Yes, the date on this post says Friday 7th, and it’s being published well after that, but let’s pretend it’s Friday and summarise some thoughts on analytical search.
Search is search right - you index some documents and call an API with some keywords and get back a list of documents that contain those keywords. You might also get back some counts of documents matches, get some matched text snippets back as well, and get support for stemming (so that searches for fox returns documents with foxes in as well), but fundamentally it’s about turning some search terms into a list of matching documents. Right?
What both Elasticsearch and Apache Solr have done is turn search into a much more general purpose analytical capability. In the same way that relational databases use indexes and full table scans as a starting point for the wide range of transformations, joins and aggregations supported by SQL, these search technologies now use their indexed lookups as the starting point for a similar range of capabilities.
So what can these technologies do? Aggregations were the first step, allowing results to be rolled up - great for understanding how many type X errors my system’s generated by hour over the last month. And this then lead to much more interesting aggregations, including those to support anomaly detection (are the number of errors I’m seeing now different from the usual count for this time of day) and graph analysis (what are the relationships between the terms I’m interested and the other terms in the same document).

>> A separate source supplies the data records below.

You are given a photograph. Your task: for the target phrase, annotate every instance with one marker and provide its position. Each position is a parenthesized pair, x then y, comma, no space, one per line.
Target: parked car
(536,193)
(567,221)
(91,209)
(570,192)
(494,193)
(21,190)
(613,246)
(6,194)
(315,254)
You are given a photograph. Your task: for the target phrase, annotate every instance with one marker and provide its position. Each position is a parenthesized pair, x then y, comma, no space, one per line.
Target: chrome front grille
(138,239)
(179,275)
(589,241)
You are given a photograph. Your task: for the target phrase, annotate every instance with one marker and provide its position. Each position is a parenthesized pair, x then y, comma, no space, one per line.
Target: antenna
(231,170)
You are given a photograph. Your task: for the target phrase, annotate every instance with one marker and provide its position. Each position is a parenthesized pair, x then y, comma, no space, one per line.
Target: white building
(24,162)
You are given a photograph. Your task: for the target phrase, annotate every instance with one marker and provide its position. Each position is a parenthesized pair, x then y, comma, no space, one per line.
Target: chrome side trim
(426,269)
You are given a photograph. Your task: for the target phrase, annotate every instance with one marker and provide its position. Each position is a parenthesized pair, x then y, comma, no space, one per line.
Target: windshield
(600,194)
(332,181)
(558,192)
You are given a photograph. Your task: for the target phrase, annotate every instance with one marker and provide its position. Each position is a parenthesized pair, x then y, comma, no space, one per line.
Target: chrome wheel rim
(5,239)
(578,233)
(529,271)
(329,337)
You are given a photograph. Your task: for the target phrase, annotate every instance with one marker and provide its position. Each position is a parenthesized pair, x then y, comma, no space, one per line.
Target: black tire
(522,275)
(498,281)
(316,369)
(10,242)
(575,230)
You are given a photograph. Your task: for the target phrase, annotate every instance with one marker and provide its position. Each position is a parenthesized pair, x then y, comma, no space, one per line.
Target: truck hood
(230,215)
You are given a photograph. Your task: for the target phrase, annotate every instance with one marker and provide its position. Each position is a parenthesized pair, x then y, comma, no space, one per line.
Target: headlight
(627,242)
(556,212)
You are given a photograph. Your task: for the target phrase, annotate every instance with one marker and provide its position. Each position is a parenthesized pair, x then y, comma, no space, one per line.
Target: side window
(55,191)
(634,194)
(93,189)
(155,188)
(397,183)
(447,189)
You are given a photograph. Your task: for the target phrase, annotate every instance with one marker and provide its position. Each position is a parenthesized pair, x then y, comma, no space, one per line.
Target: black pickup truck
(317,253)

And now both technologies are supporting configurable results analysis pipelines turning these into much more powerful analytical capabilities - in Solr’s case these support a range of other capabilities including MapReduce like transformations over results and the ability to execute SQL expressions over Solr indexes.
Which I think makes for a very interesting time to be looking at analysis of unstructured and semi-structured data, as we’re now starting to see similar analytical capabilities to those that have existed in the structured world for a long time, and they’re going to open up some extreemly interesting use cases.
And if Elasticsearch and Apache Solr are blazing this trail, which one should you choose for your use case? There are plenty of websites out there that will give you their thoughts or a feature by feature breakdown (although be wary of how old some of them are, as both technologies, and specifically Solr, have seen significant changes in the last couple of years), and although both technologies have slightly different focuses (Elasticsearch has a strong pedigree in doing log analysis for example) the strong likelihood is that unless you’re pushing the boundries they’ll both support your use case.
So my recommendation to you would be threefold:
- Do some proof of concepts with both technologies to understand how well they fit your use case and how well they work for you
- Look at the commercial model. Although Elastic is open source, there are considerable benefits to taking on one of Elastic’s commercial offerings, both in terms of extra functionality and having their support. With Solr all the functionality is in the open source product, but there’s still value in having commercial support, and there’s a much wider range of ways of getting this and a wider range of vendors that will provide this.
- Make sure you have access to people that understand these technologies and what they can do. They are powerful and complex pieces of technology that are relatively new, and getting access to people that understand them will ensure you get the most out of them.